On Fri, Jun 5, 2015 at 3:39 PM, Keean Schupke <[email protected]> wrote:
> I think we have differing ideas of what a refinement type is. My
> understanding is a refinement type refines some existing type with a
> restriction like:
>
> Int < 3
>
> Is a refinement of Int restricted to values less than three.

Yeah, that's my idea of a refinement type too.

> So this is an
> orthagonal concern to intersection types.

But that's not true. We can intersect (Int < 3) (Though I'd prefer to
write it {z:Int | z < 3}.) With the evens, {z:Int | z % 2 == 0}, to
get the type of evens less than 3: {z:Int | z < 3 && z % 2 == 0}. (I'm
making up the syntax for predicates.)

We can even intersect types that are refinements of incompatible
unrefined types, and get the empty type. Like the intersection of Int
and Float is empty. Maybe that's the part you don't like, where we're
not just taking conjunctions of predicates. But you can see that at
least within a given unrefined type, conjunctions give us
intersections.

> type-classes which are constraints on types give a mechanism through with
> refinement types can be implemented:
>
> (Integer a, LessThan a Three) => a

Maybe I'm being dense here, but there's a very big difference between
constraints on types and constraints on values, because types and
values are not the same. Are you using the Haskell hack of encoding
values as dummy types? If so, how do you connect these types to the
actual runtime values? (I think you might've shown me this already,
but I forgot.)

> The difference is that the type classes come from the functions and get
> propagated through the types automatically by inference.

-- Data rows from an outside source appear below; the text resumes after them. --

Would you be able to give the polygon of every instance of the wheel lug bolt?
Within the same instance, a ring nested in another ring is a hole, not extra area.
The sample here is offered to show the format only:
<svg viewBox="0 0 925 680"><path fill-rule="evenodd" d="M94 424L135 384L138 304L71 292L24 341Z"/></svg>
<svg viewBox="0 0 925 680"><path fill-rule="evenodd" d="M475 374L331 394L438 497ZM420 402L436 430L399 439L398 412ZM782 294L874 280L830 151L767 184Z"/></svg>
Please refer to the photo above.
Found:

Well hold up. Refinement types and type class resolution are not
mutually exclusive, so let's pin down the difference in meaning
between refinement types and whatever you're doing before we talk
about how to type check it.

> Just to explain this type class:
>
> area :: (RightTriangle a b, Numeric b) => a -> b
>
> 'a' is the type of the collection, and 'b' is the numeric base type (Int
> Float etc) used in the points in the polygon. So area is a function from
> polygon to a number.

Let me try and understand LessThan first.